Science >> Wetenschap >  >> Chemie

Een paar voorbeelden van vloeistof-vloeistofoplossingen alstublieft?

1. Olie en water: Dit is een klassiek voorbeeld van een vloeistof-vloeistofoplossing. Olie en water zijn niet mengbaar, wat betekent dat ze niet met elkaar vermengen. Dit komt omdat olie een niet-polair molecuul is, terwijl water een polair molecuul is. Niet-polaire moleculen zijn moleculen die geen netto elektrische lading hebben, terwijl polaire moleculen moleculen zijn die een netto elektrische lading hebben. Het verschil in polariteit tussen olie en water zorgt ervoor dat ze elkaar afstoten, waardoor ze niet met elkaar kunnen vermengen.

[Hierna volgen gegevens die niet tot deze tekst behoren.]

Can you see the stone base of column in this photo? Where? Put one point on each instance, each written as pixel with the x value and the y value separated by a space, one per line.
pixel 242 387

2. Benzine en water: Benzine is een niet-polair molecuul, terwijl water een polair molecuul is. Dit betekent dat benzine en water niet mengbaar zijn en niet met elkaar vermengen.

3. Alcohol en water: Alcohol is een polair molecuul, terwijl water ook een polair molecuul is. Dit betekent dat alcohol en water mengbaar zijn en in alle verhoudingen met elkaar vermengen.

4. Zeep en water: Zeep is een oppervlakteactieve stof, een molecuul dat zowel polaire als niet-polaire gebieden heeft. Hierdoor lost zeep op in zowel olie als water en is daardoor in staat zowel olieachtig als watergedragen vuil te reinigen.

5. Azijn en olie: Azijn is een polair molecuul, terwijl olie een niet-polair molecuul is. Dit betekent dat azijn en olie niet mengbaar zijn en niet met elkaar vermengen.